Background— Epidemiological studies indicate a genetic contribution to ischemic stroke risk, but specific genetic variants remain unknown, with the exception of a few rare variants. Recent genome-wide association studies identified and replicated common genetic variants on chromosome 9p21 to confer risk of coronary heart disease. We examined whether these variants are associated with ischemic stroke. Methods and Results— We genotyped 6 common genetic variants on chromosome 9p21, previously associated with coronary artery disease in genome-wide association studies, in 2 population-based studies in southern Sweden, the Lund Stroke Register (n=1837 cases, 947 controls) and the Malmö Diet and Cancer study (MDC; n=888 cases, 893 controls). We examined association in each study and in the pooled dataset. Adjustments were made for cardiovascular risk factors and further for previous myocardial infarction in MDC. We found a modest increase in ischemic stroke risk for 2 common (minor allele frequencies 0.46 to 0.49) variants, rs2383207 ( P =0.04 in Lund Stroke Register, P =0.01 in MDC) and rs10757274 ( P =0.03 in Lund Stroke Register, P =0.03 in MDC), in each sample independently.

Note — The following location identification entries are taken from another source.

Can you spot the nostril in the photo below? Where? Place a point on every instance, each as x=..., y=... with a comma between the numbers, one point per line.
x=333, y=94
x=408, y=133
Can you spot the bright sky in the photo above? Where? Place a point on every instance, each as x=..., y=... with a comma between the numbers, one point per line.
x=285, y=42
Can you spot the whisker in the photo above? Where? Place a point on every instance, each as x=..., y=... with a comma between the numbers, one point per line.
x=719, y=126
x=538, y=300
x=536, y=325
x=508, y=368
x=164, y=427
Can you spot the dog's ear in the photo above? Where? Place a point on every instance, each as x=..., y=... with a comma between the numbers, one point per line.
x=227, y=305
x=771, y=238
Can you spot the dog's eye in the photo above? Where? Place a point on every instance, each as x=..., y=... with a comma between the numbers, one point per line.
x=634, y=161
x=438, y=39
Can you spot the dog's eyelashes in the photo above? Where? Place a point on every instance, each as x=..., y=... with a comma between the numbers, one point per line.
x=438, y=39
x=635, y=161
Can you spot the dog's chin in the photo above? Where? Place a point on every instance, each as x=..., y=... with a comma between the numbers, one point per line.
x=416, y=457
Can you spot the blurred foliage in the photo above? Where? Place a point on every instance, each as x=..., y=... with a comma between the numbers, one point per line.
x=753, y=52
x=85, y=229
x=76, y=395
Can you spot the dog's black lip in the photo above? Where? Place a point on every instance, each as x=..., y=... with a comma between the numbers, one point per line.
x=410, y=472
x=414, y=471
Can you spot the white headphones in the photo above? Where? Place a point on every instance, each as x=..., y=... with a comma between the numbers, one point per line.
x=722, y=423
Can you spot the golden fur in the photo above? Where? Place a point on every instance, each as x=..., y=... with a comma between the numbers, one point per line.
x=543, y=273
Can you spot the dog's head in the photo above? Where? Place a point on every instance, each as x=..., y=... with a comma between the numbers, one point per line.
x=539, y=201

The strength of the association increased when samples were pooled with an odds ratio of 1.15 (95% CI, 1.05 to 1.25; P =0.002) for the strongest variant rs2383207. Results were similar after adjustment for clinical covariates. rs1333049 also showed significant association in MDC, which increased in the pooled sample ( P =0.004). Conclusions— In this large sample (n=4565), we detected common genetic determinants for ischemic stroke on chromosome 9p21. Our findings indicate that ischemic stroke shares pathophysiological determinants with coronary heart disease and other arterial diseases and highlight the need for large sample sizes in stroke genetics.